Over 70 people gathered on the South Oval Saturday night to draw awareness to current events in Afghanistan.
Protesters had multiple demands of the U.S. government including providing safety to those trying to flee Afghanistan, increasing the number of evacuation flights for citizens and increasing refugee admission, according to the protest flyer. Khalid Dada, a third-year in public policy analysis and one of the organizers, said he has been communicating with family members who still live in the country and wanted to shine light on current Afghans’ experiences.
“You really get to feel what living in a third world county is like, hearing from them,” Dada, co-president of the Muslim Student Association, said. “Them begging for me to find them ways out of the country, and me putting in hours and hours of work to just try to find out one simple thing, of trying to free someone from the horrible situation going on.”
Maihan Mahboob, a fourth-year in communication, said she is not one to normally show her activism in the form of protest, but her family history and background with Afghanistan made the current climate in the country an important topic for her.

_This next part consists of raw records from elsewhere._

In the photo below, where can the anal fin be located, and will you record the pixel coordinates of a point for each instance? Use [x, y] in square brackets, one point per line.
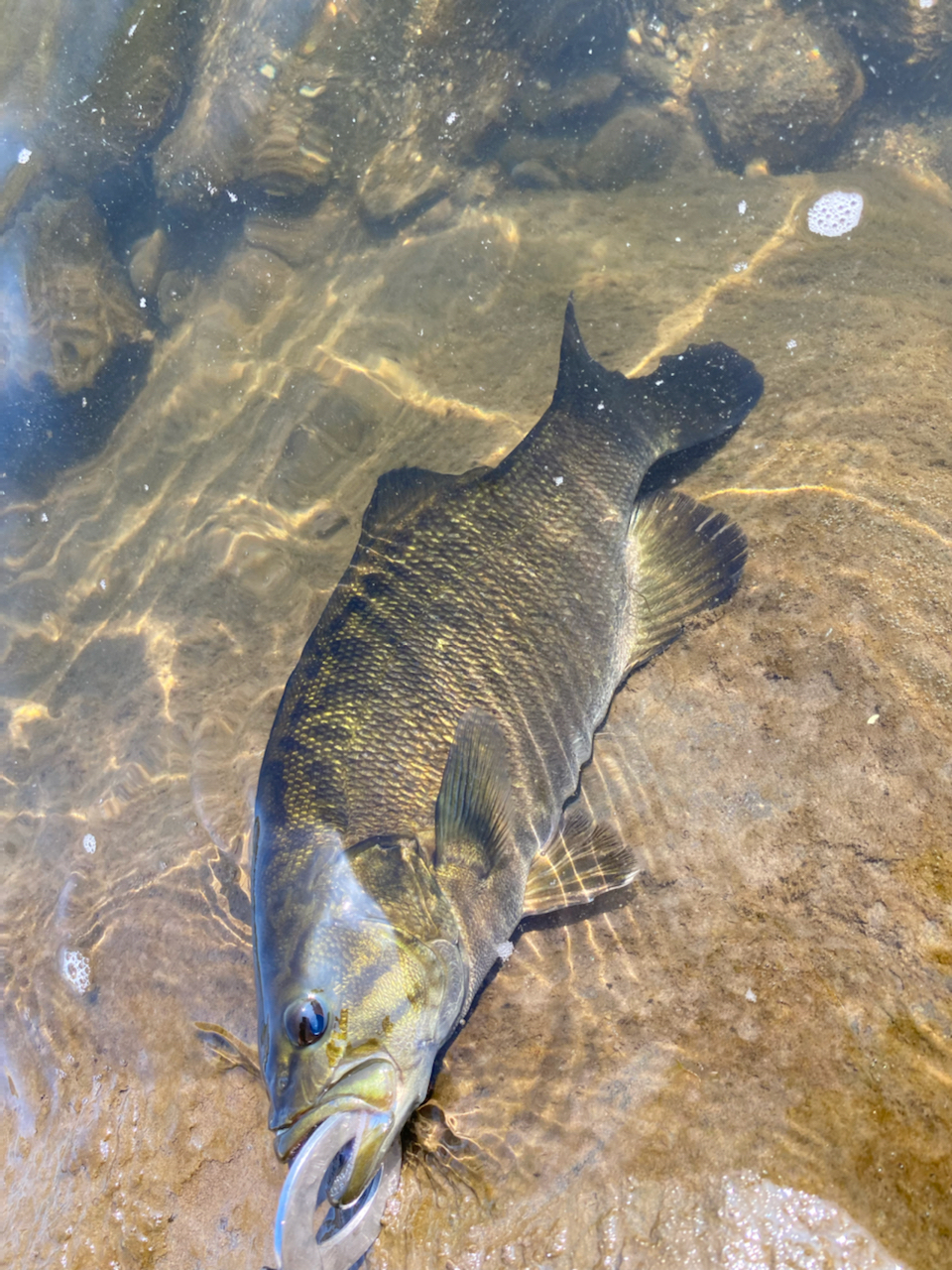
[583, 861]
[683, 558]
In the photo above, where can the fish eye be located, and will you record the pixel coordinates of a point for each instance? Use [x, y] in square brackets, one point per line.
[304, 1021]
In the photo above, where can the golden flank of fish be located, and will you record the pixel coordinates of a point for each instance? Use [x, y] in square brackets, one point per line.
[412, 799]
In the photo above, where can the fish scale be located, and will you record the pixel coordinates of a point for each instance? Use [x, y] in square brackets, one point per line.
[416, 793]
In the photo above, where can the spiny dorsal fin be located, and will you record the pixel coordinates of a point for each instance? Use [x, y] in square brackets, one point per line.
[472, 807]
[400, 492]
[585, 860]
[683, 558]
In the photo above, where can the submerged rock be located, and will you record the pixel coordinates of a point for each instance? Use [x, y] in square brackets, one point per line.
[905, 45]
[777, 89]
[636, 144]
[72, 300]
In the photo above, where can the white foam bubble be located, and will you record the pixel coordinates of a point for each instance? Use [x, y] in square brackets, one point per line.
[75, 969]
[835, 213]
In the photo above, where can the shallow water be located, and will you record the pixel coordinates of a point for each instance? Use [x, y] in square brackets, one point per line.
[743, 1061]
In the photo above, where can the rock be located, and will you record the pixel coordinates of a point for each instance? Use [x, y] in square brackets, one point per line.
[175, 291]
[399, 182]
[535, 175]
[544, 107]
[648, 72]
[775, 89]
[638, 144]
[906, 45]
[148, 261]
[75, 303]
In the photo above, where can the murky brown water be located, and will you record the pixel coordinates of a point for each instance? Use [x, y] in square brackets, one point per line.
[744, 1061]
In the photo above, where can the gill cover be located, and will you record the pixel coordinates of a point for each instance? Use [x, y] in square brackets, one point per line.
[357, 998]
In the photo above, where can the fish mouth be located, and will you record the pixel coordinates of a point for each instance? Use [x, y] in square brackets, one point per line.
[370, 1088]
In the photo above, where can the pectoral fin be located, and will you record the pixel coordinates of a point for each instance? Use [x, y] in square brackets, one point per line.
[683, 558]
[584, 861]
[472, 807]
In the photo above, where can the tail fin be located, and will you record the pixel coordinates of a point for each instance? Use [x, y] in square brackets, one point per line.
[690, 398]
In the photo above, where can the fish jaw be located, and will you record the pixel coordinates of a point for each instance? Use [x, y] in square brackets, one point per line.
[373, 1088]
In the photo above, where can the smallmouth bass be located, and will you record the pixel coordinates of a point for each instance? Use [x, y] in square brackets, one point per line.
[411, 803]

Like Dada, she said she wanted to spread awareness on the subject and encourage others to empathize with the Afghan people.
“It’s really hard to put yourself in someone else’s shoes halfway across the world and understand that people’s lives are at risk here,” Mahboob said. “It’s really really serious, and it’s an extremely dire situation.”
The Taliban took over Afghanistan’s capital Sunday after 20 years of war between the group, U.S. and Afghan forces, according to the Associated Press.
President Joe Biden announced April 13 he would withdraw American troops from Afghanistan by Sept. 11, pulling its air support, intelligence and contractors who service Afghanistan’s planes and helicopters.
Over the past six days, thousands of Afghan citizens have attempted to flee the country, travelling to the capital’s airport tarmacs and trying to board a departing U.S. military plane as it taxied down the runway Monday, according to The New York Times.
Dada organized the rally over the past couple days with support from five of his cousins, he said.
“We do have a pretty large Afghan community here in Columbus, and there was a lot of people who really wanted something to take place and no one was stepping up,” Dada said. “That’s why I really stepped up, because I really wanted people to know what’s going on, what they can do right now to help those people who are suffering.”
Protesters chanted “free Afghanistan,” “Black, red and green, we hear your screams” and “From Kabul to Kandahar, freedom isn’t far.”
Hajira Dada, a second-year in international business, told the crowd the U.S. needs to send humanitarian aid to Afghanistan and help evacuate citizens more quickly.
“There are thousands of people waiting at the [airport] gate, people are unable to get out of the line — they’re sleeping on cold rock, with no access to food and water,” Hajira Dada said. “They’re sleeping on literal trash.”
Protesters urged attendees to support the cause and sign a petition calling on the U.S. Congress to help the Afghan people.
“I think more than anything, we just want people to recognize that this is an issue that needs to be taken seriously and that it deserves attention and foreign intervention in some small way,” Mahboob said.